Define Convolutional Layers for our GCN Model

In [4]:
class GraphConvolution():
    """Basic graph convolution layer for undirected graph without edge labels."""
    def __init__(self, input_dim, output_dim, adj, name, dropout=0., act=tf.nn.relu):
        self.name = name
        self.vars = {}
        self.issparse = False
        with tf.variable_scope(self.name + '_vars'):
            self.vars['weights'] = weight_variable_glorot(input_dim, output_dim, name='weights')
        self.dropout = dropout
        self.adj = adj
        self.act = act

    def __call__(self, inputs):
        with tf.name_scope(self.name):        
            x = inputs
            x = tf.nn.dropout(x, 1-self.dropout)
            x = tf.matmul(x, self.vars['weights'])
            x = tf.sparse_tensor_dense_matmul(self.adj, x)
            outputs = self.act(x)
        return outputs


class GraphConvolutionSparse():
    """Graph convolution layer for sparse inputs."""
    def __init__(self, input_dim, output_dim, adj, features_nonzero, name, dropout=0., act=tf.nn.relu):
        self.name = name
        self.vars = {}
        self.issparse = False
        with tf.variable_scope(self.name + '_vars'):
            self.vars['weights'] = weight_variable_glorot(input_dim, output_dim, name='weights')
        self.dropout = dropout
        self.adj = adj
        self.act = act
        self.issparse = True
        self.features_nonzero = features_nonzero

    def __call__(self, inputs):
        with tf.name_scope(self.name):
            x = inputs
            x = dropout_sparse(x, 1-self.dropout, self.features_nonzero)
            x = tf.sparse_tensor_dense_matmul(x, self.vars['weights'])
            x = tf.sparse_tensor_dense_matmul(self.adj, x)
            outputs = self.act(x)
        return outputs
    
    
class InnerProductDecoder():
    """Decoder model layer for link prediction."""
    def __init__(self, input_dim, name, dropout=0., act=tf.nn.sigmoid):
        self.name = name
        self.issparse = False
        self.dropout = dropout
        self.act = act

    def __call__(self, inputs):
        with tf.name_scope(self.name):
            inputs = tf.nn.dropout(inputs, 1-self.dropout)
            x = tf.transpose(inputs)
            x = tf.matmul(inputs, x)
            x = tf.reshape(x, [-1])
            outputs = self.act(x)
        return outputs

Specify the Architecture of our GCN Model

In [5]:
class GCNModel():
    def __init__(self, placeholders, num_features, features_nonzero, name):
        self.name = name
        self.inputs = placeholders['features']
        self.input_dim = num_features
        self.features_nonzero = features_nonzero
        self.adj = placeholders['adj']
        self.dropout = placeholders['dropout']
        with tf.variable_scope(self.name):
            self.build()
        
    def build(self):
        self.hidden1 = GraphConvolutionSparse(
            name='gcn_sparse_layer',
            input_dim=self.input_dim,
            output_dim=FLAGS.hidden1,
            adj=self.adj,
            features_nonzero=self.features_nonzero,
            act=tf.nn.relu,
            dropout=self.dropout)(self.inputs)

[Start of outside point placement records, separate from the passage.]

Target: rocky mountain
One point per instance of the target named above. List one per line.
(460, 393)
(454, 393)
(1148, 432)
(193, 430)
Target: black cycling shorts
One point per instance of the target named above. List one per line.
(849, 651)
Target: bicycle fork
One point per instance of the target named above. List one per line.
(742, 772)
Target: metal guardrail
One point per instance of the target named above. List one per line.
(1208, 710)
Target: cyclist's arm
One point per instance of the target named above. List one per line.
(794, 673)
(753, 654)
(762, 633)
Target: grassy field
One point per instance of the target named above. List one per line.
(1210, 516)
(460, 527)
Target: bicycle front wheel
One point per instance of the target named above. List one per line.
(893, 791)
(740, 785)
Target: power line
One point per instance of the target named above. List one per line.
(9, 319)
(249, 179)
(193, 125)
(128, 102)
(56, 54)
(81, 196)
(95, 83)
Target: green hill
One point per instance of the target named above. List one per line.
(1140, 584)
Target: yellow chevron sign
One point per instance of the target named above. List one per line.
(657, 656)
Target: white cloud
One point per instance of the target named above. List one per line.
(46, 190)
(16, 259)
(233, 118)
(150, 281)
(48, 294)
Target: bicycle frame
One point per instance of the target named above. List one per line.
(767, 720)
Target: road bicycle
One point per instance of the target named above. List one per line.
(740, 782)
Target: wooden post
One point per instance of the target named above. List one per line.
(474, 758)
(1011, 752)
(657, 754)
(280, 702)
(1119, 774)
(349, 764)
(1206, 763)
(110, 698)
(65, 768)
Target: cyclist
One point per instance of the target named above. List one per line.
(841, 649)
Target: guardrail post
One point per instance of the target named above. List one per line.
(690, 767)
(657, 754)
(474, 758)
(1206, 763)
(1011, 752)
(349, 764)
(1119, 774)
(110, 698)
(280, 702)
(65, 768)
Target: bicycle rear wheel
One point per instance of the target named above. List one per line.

        self.embeddings = GraphConvolution(
            name='gcn_dense_layer',
            input_dim=FLAGS.hidden1,
            output_dim=FLAGS.hidden2,
            adj=self.adj,
            act=lambda x: x,
            dropout=self.dropout)(self.hidden1)

        self.reconstructions = InnerProductDecoder(
            name='gcn_decoder',
            input_dim=FLAGS.hidden2, 
            act=lambda x: x)(self.embeddings)

Specify the GCN Optimizer

In [6]:
class Optimizer():
    def __init__(self, preds, labels, num_nodes, num_edges):
        pos_weight = float(num_nodes**2 - num_edges) / num_edges
        norm = num_nodes**2 / float((num_nodes**2 - num_edges) * 2)
        
        preds_sub = preds
        labels_sub = labels

        self.cost = norm * tf.reduce_mean(
            tf.nn.weighted_cross_entropy_with_logits(
                logits=preds_sub, targets=labels_sub, pos_weight=pos_weight))
        self.optimizer = tf.train.AdamOptimizer(learning_rate=FLAGS.learning_rate)  # Adam Optimizer

        self.opt_op = self.optimizer.minimize(self.cost)
        self.grads_vars = self.optimizer.compute_gradients(self.cost)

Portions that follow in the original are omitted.